Xue suggested that if a regulation were introduced to cover the personal property of a married couple, the exact breakdown of their individually owned property could be recorded in their marriage registration file. "A personal-property regulation should be introduced, whereby couples be required to sign a written agreement to be recorded in their marriage registration file. With this new regulation, those who sign the property agreement upon getting married would go through the process of recording their personal property and providing this information to the original marriage registration authority."

In an academic-journal series named A Propositional Version with Reasons for Civil Code Draft of China, which was released at the press conference, some CASS experts also suggested that the range of both the inheritance and the statutory successors in the current inheritance law — the Law of Succession of the People's Republic of China — should be expanded. The first successors, in order, are the spouse, children and parents; the secondary successors, in order, are brothers and sisters, then grandparents; and the third successors, in order, are 4th degree relatives.

The research results of the rule of law series constituted a major part of the research results achieved by the academy in 2014. The press conference promoted two major innovative findings by the CASS Institute of Law, including the research report on the promotion of rule of law in a comprehensive way and the series book named A Propositional Version with Reasons for Civil Code Draft of China.

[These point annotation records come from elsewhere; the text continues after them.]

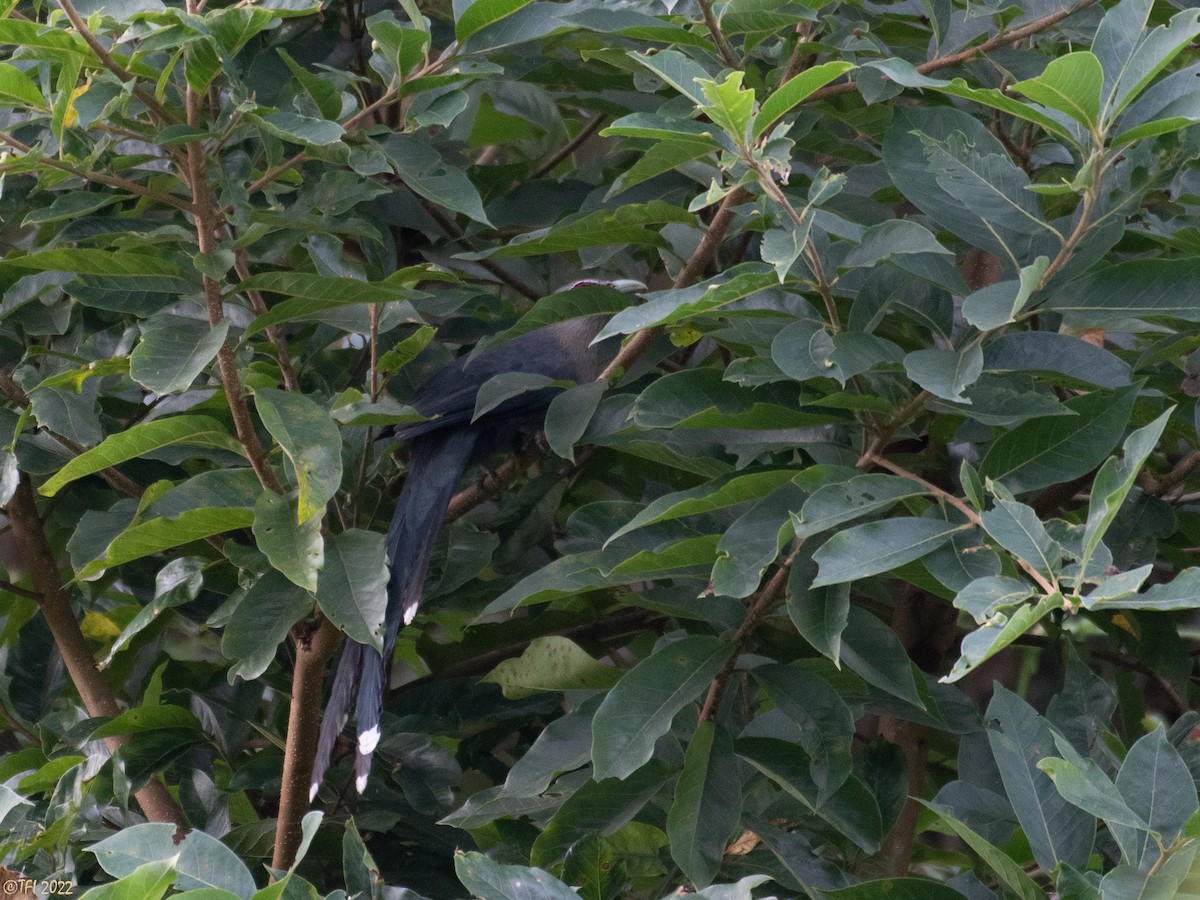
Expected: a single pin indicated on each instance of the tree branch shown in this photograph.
(313, 648)
(97, 699)
(954, 59)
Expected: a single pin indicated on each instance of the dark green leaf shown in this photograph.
(639, 711)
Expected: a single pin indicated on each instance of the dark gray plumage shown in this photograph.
(441, 450)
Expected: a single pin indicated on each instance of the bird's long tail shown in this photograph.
(436, 462)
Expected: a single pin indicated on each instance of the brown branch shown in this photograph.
(767, 600)
(1175, 477)
(960, 505)
(17, 396)
(714, 29)
(591, 127)
(273, 331)
(112, 65)
(903, 418)
(954, 59)
(313, 648)
(99, 178)
(97, 699)
(10, 588)
(205, 234)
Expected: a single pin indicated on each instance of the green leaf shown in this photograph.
(897, 237)
(1114, 481)
(423, 171)
(659, 127)
(598, 808)
(301, 129)
(947, 163)
(707, 804)
(352, 588)
(679, 71)
(551, 664)
(1141, 288)
(1156, 784)
(664, 307)
(311, 442)
(569, 414)
(15, 85)
(88, 262)
(1069, 84)
(795, 90)
(879, 547)
(178, 582)
(201, 859)
(946, 373)
(852, 811)
(1057, 831)
(826, 724)
(873, 652)
(295, 547)
(1131, 55)
(895, 889)
(1009, 871)
(481, 13)
(997, 633)
(160, 534)
(629, 223)
(259, 623)
(999, 304)
(1047, 352)
(715, 495)
(835, 504)
(754, 540)
(405, 47)
(173, 352)
(640, 708)
(1084, 783)
(315, 294)
(1180, 593)
(149, 881)
(141, 719)
(1056, 449)
(141, 439)
(983, 598)
(1018, 529)
(323, 93)
(730, 105)
(487, 879)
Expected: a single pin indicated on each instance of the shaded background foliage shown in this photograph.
(907, 407)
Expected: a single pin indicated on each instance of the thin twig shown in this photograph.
(960, 505)
(714, 29)
(954, 59)
(99, 178)
(768, 598)
(106, 59)
(589, 127)
(97, 699)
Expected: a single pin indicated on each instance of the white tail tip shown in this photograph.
(369, 741)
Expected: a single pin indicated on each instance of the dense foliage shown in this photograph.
(867, 571)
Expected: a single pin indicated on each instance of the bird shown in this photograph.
(441, 450)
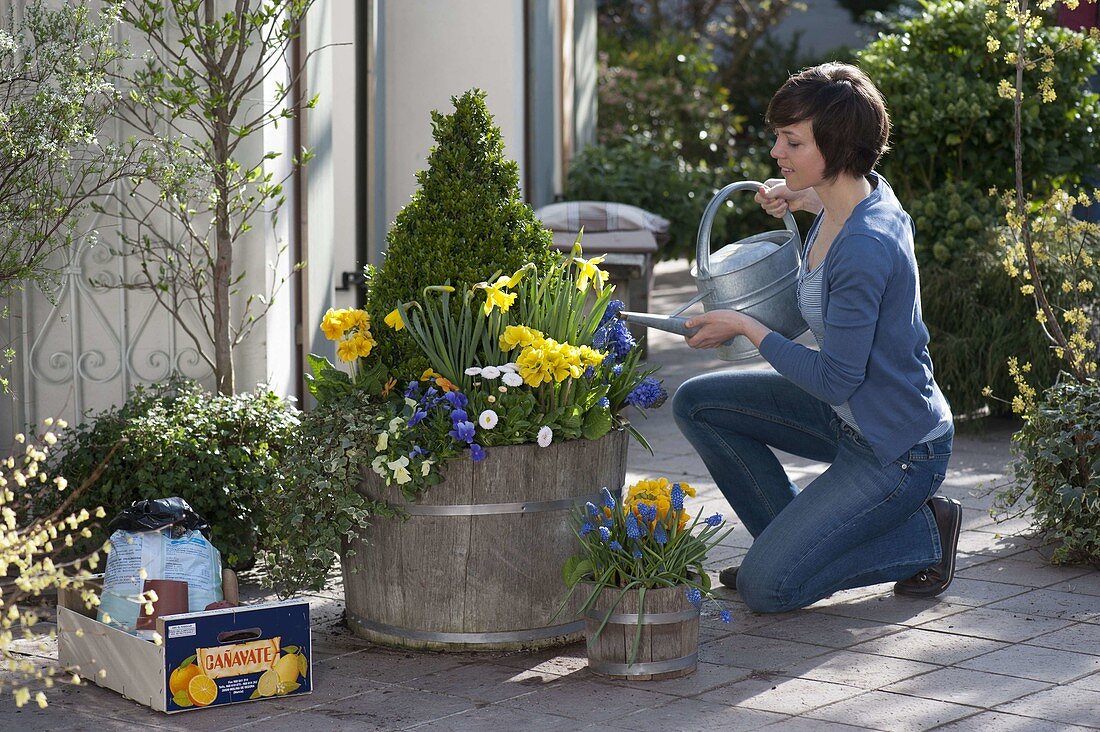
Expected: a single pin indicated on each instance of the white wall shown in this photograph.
(429, 52)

Xue is currently head of the Social Law Department of the CASS Institute of Law, a graduate school professor at CASS, deputy director of the CASS Center for Gender and Law Studies, and also holds several other titles. She has been a visiting scholar at the Norwegian Institute of Human Rights in Oslo and at various other research institutes and universities in Denmark, Sweden, Switzerland, the United States, Thailand and the Republic of Korea. She has been the author of two monographs, editor-in-chief of five books, and has published over 40 articles in various academic journals and written over 10 investigative reports.